Я полностью убежден, что культура глухих существует; я убежден, что это богатая культура. Какие социальные обязательства связаны с признанием культуры? Можем ли мы придать ей социальный эквивалент статуса памятника, которым мы наделяем здания, которые нельзя разрушать ни при каких условиях? Разговоры о происхождении глухих допустимы постольку, поскольку их допускают любой ребенок и его родители. Но у нас никогда не будет общества, в котором детей отбирают у родителей и передают на воспитание другой группе людей. Около 90 % глухих детей, рожденных от слышащих родителей, будут продолжать воспитываться так, как их родители считают нужным. Если кохлеарный имплантат будет усовершенствован, если генная терапия будет продвигаться так, чтобы можно было эффективно лечить детей, тогда излечение восторжествует. Вертикальные идентичности будут существовать вечно, горизонтальные – нет. Харлан Лейн был возмущен: «Отношение слышащего родителя к маленькому глухому ребенку – это микрокосм отношения слышащего общества к глухому сообществу; это патерналистское, медикализующее и этноцентрическое восприятие»
[297]. Это правда, но Лейн, похоже, не признает, что родители по определению имеют право быть патерналистами. Хотя глухим людям может быть трудно научиться речи, родителям также трудно выучить жесты – не потому, что они ленивы или самодовольны, а потому, что их собственный мозг организован вокруг словесного выражения, и к тому времени, когда они достигают родительского возраста, их мозг потерял значительную нейронную пластичность. Отчасти родители устанавливают имплантаты своим детям, чтобы они могли общаться друг с другом. Возможно, они поступают мудро: близость между родителями и детьми – один из краеугольных камней психического здоровья обеих сторон.

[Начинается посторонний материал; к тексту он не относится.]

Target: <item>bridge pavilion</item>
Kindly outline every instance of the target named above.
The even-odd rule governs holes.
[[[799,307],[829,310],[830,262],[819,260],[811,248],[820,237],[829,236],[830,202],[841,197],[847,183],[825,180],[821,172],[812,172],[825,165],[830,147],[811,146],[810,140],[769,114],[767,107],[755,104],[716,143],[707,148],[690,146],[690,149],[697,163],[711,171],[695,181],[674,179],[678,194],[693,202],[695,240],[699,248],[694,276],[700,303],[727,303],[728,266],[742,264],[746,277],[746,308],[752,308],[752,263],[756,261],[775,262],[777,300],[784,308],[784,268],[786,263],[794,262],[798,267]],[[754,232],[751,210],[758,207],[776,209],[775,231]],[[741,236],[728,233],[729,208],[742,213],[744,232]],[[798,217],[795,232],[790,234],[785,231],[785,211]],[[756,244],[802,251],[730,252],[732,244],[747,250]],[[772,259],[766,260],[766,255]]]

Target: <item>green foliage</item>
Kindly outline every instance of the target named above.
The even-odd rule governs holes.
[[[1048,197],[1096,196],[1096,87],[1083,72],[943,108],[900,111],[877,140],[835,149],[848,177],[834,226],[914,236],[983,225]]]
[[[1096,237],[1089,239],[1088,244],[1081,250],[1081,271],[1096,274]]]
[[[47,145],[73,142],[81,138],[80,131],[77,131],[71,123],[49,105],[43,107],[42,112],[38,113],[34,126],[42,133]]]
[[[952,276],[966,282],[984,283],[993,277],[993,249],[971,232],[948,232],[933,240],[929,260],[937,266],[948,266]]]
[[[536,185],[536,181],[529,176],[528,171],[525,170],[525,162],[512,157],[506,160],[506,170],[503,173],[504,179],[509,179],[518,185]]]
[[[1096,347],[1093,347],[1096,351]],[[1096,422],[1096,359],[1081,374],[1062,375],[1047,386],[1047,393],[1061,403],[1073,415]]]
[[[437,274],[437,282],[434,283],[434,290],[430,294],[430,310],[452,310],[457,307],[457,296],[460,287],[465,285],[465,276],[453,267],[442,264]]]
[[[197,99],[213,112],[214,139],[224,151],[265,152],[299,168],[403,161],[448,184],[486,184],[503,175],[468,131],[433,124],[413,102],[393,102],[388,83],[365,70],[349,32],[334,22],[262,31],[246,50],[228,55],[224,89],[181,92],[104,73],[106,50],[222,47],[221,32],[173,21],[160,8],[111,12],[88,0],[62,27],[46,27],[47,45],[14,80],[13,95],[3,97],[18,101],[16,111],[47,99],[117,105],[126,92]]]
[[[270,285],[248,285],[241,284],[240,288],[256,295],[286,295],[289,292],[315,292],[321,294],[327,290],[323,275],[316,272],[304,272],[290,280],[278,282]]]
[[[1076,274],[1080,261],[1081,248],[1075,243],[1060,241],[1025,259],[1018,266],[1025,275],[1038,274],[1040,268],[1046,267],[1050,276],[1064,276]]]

Споры о кохлеарных имплантатах – это действительно сдерживающий механизм для открытия более широких дебатов об ассимиляции и отчуждении, о том, в какой степени стандартизация человеческих популяций является похвальным признаком прогресса и в какой степени это плохо прикрытая евгеника. Джек Уиллер, генеральный директор Фонда исследования глухоты, уверен: «Мы можем победить глухоту новорожденных в Америке. Если мы сможем проверить каждого рожденного ребенка и организовать родителей как политическую силу так, чтобы каждый ребенок получал то, что ему нужно, независимо от того, сколько денег у родителей, то 12 000 младенцев, рождающихся глухими каждый год, станут 12 000 младенцев, которые сами будут идентифицировать себя как слышащих»
[298]. Вопрос в том, насколько это нужно. Гонка продолжается. Одна команда состоит из врачей, которые заставят глухих слышать. Они – гуманитарные чудотворцы. С другой стороны – представители культуры глухих. Они – дальновидные идеалисты. И все же каждый будет считать цели других неуместными. По мере того как культура глухих становится сильнее, она умирает. «Глухота почти всегда составляет одно поколение»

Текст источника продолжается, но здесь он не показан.